A Deep Dive Into the Four Types of Prometheus Metrics

A Deep Dive Into the Four Types of Prometheus Metrics

Metrics measure performance, consumption, productivity, and many other software properties over time. They allow engineers to monitor the evolution of a series of measurements (like CPU or memory usage, requests duration, latencies, and so on) via alerts and dashboards. Metrics have a long history in the world of IT monitoring and are widely used by engineers together with logs and traces to detect when systems don’t perform as expected.

In its most basic form, a metric data point is made of:

  • A metric name
  • The timestamp when the data point was collected
  • A measurement represented by a numeric value

In the last ten years, as systems have become more and more complex, the concept of dimensional metrics, that is, metrics that also include a set of tags or labels (i.e., the dimensions) to provide additional context, emerged. Monitoring systems that support dimensional metrics allow engineers to easily aggregate and analyze a metric across multiple components and dimensions by querying for a specific metric name and filtering and grouping by label.

For modern dynamic systems made up of many components, Prometheus, a Cloud Native Computing Foundation (CNCF) project, has become the most popular open-source monitoring software and effectively the industry standard for metrics monitoring. Prometheus defines a metric exposition format and a remote write protocol that the community and many vendors have adopted to expose and collect metrics becoming a de facto standard. OpenMetrics is another CNCF project that builds upon the Prometheus exposition format to offer a vendor-agnostic, standardized model for the collection of metrics that aims to be part of the Internet Engineering Task Force (IEFT).

More recently, another CNCF project, OpenTelemetry, has emerged with the goal of providing a new standard that unifies the collection of metrics, traces, and logs, enabling easier instrumentation and correlation across telemetry signals.

With a few different options to pick from, you may be wondering which standard is best for you. To help you answer this question, we have prepared a three-part blog post series in which we will be diving deep into the metric standards hosted by the CNCF. In this first post, we will cover Prometheus metrics; in the next one, we will review OpenTelemetry metrics; and in the final blog post, we will directly compare both formats—providing some recommendations for better interoperability.

Our hope is that after reading these blog posts, you will understand the differences between each standard, so you can decide which one would best address your current (and future) needs.

Prometheus Metrics

First things first. There are four types of metrics collected by Prometheus as part of its exposition format:

  • Counters
  • Gauges
  • Histograms
  • Summaries

Prometheus uses a pull model to collect these metrics; that is, Prometheus scrapes HTTP endpoints that expose metrics. Those endpoints can be natively exposed by the component being monitored or exposed via one of the hundreds of Prometheus exporters built by the community. Prometheus provides client libraries in different programming languages that you can use to instrument your code.

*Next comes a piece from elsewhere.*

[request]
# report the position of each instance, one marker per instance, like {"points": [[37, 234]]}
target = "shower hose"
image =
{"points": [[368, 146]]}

The pull model works great when monitoring a Kubernetes cluster, thanks to service discovery and shared network access within the cluster, but it’s harder to use to monitor a dynamic fleet of virtual machines, AWS Fargate containers or Lambda functions with Prometheus. Why? It’s difficult to identify the metrics endpoints to be scraped, and access to those endpoints may be limited by network security policies. To solve some of those problems, the community released the Prometheus Agent Mode at the end of 2021, which only collects metrics and sends them to a monitoring backend using the remote write protocol.

Prometheus can scrape metrics in both the Prometheus exposition and the OpenMetrics formats. In both cases, metrics are exposed via HTTP using a simple text-based format (more commonly used and widely supported) or a more efficient and robust protocol buffer format. One big advantage of the text format is that it is human-readable, which means you can open it in your browser or use a tool like curl to retrieve the current set of exposed metrics.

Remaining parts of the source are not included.